В сущности от высших образчиков изящной словесности проза, так сказать, ориентированная отличается единственно тем, что она не преобразует количество слов в качество откровения. Но тут уже ничего не поделаешь, поскольку женщинам в принципе не даётся субъективно-идеалистическая философия, а мужчины в принципе не способны за тысячи километров почувствовать чью-то боль.
В-третьих, эта книга неизбежно заинтересует читателя потому, что Анюта Евсеева открывает мир, ещё путём не исследованный нашей литературой: сферу ощущений, мыслей и поступков нашего соотечественника, оказавшегося в Западной Европе то ли на время и волей случая, то ли принципиально и навсегда.
Сфера эта сулит значительные открытия и весьма трогательна для нашего национального сознания, поскольку мы всегда жили по Герцену, как русские аристократы и граждане мира, даже если по паспорту значились из Торжка. Причём почти всегда выходило так, что и родина нам не мила, и чужбина раздражает, и в Чертанове невмоготу, и в Базеле жить нельзя.
И это вовсе не удивительно, ибо мы мыслим как европейцы, а живём как простодушные дикари. Кажется, именно об этом книга Анюты Евсеевой, о русской неприкаянности как способе бытия. Сей феномен не всегда разглядишь за развитием сюжета, речами и действиями персонажей, но это случается сплошь и рядом, что книги оказываются толковее своих создателей (как это случалось, например, с Гоголем), собранней и острей.
Вячеслав ПЬЕЦУХ 15 мая 2004 г. Москва
«Так и брели они сквозь века, эти таборы цыган с загадочными лицами, шарлатаны, по глазам угадывавшие, что вас ждёт: они никогда не ошибались, если речь шла о любви или смерти». Ромен Гари «Европа»

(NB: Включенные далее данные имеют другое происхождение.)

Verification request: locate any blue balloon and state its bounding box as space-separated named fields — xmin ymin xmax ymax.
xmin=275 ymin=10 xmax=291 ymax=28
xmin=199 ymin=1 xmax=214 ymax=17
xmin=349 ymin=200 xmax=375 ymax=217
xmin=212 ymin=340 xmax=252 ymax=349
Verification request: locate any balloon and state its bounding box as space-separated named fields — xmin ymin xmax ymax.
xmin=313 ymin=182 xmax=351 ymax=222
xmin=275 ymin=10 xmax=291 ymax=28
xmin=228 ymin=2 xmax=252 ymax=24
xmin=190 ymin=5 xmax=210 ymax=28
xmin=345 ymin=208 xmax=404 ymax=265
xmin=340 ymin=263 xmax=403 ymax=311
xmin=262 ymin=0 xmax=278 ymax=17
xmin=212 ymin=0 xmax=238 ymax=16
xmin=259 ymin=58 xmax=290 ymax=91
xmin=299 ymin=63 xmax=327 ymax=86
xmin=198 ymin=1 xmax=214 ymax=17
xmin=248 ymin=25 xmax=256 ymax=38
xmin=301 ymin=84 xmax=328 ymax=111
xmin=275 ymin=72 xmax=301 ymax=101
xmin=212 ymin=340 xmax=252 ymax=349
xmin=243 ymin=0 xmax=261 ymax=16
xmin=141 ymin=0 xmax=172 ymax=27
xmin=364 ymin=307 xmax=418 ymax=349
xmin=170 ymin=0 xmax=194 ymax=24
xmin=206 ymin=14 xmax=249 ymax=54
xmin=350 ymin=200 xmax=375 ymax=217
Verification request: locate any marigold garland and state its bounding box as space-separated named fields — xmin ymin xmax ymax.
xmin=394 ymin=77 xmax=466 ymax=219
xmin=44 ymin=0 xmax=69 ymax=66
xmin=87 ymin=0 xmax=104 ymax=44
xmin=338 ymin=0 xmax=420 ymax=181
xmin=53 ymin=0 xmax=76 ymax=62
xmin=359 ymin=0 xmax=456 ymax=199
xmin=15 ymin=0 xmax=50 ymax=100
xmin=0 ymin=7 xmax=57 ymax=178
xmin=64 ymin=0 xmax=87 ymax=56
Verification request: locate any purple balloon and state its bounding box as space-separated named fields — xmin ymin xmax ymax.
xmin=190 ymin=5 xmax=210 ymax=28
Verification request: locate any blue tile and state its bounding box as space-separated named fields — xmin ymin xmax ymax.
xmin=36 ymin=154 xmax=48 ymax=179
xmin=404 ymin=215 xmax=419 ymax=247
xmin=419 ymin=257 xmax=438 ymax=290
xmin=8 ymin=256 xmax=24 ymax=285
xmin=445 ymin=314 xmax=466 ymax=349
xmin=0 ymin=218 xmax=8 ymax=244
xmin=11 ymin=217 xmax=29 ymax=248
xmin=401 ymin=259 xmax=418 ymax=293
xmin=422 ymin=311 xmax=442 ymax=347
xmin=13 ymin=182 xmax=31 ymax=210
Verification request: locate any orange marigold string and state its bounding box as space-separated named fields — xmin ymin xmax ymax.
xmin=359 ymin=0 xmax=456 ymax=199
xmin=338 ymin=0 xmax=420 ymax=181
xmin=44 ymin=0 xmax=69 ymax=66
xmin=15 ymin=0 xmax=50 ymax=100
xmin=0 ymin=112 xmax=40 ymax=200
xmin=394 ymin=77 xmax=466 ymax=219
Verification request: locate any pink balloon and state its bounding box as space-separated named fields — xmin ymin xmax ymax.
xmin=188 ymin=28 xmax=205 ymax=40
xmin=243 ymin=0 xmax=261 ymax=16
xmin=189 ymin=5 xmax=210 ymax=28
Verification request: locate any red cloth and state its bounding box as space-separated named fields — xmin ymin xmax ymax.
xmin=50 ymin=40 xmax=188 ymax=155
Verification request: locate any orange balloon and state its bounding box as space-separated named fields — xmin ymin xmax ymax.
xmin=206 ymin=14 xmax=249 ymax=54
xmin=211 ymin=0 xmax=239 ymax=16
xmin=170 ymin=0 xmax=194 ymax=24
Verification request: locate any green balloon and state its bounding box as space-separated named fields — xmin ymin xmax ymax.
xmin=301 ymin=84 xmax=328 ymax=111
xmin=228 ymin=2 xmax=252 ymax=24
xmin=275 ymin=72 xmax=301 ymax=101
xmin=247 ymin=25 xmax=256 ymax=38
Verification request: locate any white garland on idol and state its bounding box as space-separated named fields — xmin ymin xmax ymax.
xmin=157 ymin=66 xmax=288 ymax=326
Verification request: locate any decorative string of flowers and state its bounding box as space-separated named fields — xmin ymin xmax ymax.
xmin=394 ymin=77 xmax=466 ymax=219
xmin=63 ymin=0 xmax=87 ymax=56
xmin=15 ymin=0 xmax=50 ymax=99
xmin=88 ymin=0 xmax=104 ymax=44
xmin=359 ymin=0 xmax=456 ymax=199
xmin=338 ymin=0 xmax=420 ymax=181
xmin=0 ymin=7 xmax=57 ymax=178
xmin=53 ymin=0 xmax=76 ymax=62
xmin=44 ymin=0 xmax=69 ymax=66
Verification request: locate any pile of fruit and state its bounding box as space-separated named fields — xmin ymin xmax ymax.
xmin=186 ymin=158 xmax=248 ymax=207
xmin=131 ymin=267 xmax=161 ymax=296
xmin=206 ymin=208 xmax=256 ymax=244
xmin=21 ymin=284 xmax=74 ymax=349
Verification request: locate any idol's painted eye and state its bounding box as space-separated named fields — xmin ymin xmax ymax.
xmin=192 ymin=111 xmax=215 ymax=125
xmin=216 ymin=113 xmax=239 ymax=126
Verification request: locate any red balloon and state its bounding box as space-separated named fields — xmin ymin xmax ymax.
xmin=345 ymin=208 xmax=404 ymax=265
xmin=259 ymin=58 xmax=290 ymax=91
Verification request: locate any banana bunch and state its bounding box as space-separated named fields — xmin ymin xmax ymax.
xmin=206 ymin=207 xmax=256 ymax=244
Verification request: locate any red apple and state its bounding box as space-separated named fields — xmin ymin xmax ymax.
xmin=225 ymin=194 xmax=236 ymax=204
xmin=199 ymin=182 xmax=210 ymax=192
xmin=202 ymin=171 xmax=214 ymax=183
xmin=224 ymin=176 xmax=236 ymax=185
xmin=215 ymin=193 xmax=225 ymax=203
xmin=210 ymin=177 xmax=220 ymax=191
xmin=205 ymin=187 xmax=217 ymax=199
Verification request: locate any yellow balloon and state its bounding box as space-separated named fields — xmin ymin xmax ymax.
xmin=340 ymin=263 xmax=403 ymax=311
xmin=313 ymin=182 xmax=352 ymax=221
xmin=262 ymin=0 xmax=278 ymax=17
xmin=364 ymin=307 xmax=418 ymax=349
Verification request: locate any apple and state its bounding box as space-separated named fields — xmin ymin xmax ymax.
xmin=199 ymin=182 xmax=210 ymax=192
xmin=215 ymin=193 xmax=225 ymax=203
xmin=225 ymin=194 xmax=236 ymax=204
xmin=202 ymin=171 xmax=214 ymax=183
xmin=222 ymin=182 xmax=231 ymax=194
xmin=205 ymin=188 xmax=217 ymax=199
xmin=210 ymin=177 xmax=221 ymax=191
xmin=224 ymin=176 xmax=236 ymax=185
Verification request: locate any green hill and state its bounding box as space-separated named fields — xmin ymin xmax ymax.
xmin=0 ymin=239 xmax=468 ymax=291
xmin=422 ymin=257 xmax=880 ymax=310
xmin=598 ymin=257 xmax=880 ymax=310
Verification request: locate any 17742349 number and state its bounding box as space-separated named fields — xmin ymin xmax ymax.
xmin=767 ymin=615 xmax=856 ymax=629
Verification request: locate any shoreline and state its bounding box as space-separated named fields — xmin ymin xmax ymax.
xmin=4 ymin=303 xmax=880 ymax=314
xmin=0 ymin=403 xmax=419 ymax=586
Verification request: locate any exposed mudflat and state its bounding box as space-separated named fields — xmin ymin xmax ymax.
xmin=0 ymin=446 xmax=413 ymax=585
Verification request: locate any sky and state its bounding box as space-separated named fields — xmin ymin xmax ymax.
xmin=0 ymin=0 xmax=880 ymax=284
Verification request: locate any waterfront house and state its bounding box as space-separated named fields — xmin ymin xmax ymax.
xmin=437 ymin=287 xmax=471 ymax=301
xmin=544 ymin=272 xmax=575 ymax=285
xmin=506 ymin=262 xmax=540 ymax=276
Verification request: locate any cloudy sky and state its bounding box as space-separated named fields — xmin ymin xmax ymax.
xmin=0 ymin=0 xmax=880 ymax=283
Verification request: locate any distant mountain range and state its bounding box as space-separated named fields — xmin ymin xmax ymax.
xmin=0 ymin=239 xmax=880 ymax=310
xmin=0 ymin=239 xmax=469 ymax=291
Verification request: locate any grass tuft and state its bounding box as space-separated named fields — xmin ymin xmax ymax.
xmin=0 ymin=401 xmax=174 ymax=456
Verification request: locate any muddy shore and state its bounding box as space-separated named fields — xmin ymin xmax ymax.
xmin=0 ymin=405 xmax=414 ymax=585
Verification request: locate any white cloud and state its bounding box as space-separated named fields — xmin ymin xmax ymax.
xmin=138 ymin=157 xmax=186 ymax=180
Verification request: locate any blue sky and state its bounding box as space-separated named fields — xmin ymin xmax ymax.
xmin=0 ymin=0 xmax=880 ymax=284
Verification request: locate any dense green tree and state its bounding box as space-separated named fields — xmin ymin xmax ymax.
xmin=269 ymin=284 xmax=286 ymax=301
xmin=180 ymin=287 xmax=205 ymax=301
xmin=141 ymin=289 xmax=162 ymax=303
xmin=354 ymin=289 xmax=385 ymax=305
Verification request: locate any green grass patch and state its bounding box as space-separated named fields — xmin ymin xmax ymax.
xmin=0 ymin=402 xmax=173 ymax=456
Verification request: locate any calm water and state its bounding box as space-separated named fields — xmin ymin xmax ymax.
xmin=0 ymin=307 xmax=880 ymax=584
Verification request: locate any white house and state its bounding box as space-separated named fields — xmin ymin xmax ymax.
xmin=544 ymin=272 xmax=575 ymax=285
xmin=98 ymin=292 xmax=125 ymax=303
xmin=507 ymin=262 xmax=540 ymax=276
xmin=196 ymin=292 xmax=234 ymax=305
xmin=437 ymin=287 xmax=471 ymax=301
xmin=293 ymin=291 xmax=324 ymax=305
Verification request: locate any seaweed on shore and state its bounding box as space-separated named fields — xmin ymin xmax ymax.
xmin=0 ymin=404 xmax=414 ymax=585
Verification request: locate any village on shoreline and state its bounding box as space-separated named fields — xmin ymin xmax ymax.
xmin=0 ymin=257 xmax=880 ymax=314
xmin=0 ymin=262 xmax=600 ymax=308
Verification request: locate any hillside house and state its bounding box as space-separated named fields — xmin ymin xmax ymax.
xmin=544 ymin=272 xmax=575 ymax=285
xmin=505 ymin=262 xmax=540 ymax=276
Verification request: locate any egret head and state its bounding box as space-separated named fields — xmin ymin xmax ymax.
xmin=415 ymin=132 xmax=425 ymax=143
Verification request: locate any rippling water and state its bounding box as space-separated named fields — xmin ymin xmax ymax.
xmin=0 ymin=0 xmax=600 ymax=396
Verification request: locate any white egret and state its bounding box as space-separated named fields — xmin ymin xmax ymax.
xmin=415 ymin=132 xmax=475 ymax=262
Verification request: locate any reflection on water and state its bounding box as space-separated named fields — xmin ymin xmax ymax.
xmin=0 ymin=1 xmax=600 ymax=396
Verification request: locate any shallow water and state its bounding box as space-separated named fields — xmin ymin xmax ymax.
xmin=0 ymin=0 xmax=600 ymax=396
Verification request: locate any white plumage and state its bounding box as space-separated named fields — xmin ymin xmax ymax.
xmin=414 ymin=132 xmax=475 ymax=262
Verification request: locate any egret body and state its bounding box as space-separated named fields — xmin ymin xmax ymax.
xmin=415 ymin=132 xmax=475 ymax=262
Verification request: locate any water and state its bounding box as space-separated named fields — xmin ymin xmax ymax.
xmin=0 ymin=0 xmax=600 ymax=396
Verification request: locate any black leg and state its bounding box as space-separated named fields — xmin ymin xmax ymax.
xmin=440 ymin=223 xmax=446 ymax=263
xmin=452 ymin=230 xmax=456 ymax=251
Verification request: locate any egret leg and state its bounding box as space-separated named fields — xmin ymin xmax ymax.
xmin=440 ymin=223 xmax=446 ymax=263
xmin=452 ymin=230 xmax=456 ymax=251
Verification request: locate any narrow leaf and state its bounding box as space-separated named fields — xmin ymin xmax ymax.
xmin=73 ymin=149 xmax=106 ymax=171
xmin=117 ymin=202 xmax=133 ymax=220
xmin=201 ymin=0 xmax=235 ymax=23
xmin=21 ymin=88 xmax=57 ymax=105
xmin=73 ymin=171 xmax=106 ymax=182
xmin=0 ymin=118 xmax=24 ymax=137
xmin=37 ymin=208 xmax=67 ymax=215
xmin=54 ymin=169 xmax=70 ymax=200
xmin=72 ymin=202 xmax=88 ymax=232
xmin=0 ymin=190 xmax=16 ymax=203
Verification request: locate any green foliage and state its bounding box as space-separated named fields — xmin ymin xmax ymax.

— Для меня секс — какое-то непостижимое понятие, я не понимаю, что такое секс, зачем он нужен и кому может приносить удовольствие…
Вообще-то не очень ясно, был ли у неё секс в принципе, и трое детей — далеко не показатель богатой чувственной жизни. Она так просто говорит об этом, и не только об этом — буквально обо всём, говорит с той лёгкостью, с какой великие актеры играют свои роли — так, что неискушённому зрителю незаметно, сколько усилий и старания вложено в эту простоту.
Она приходит ко мне в мастерскую, полная безразличия ко всему, что её окружает и что ей встретилось по дороге. Садится в кресло и всем своим видом показывает: ей всё это абсолютно не нужно — ни моя мастерская, ни я сам, ни портрет, хотя он уже почти готов. Не нужно потому, что не она его заказывала, а её муж.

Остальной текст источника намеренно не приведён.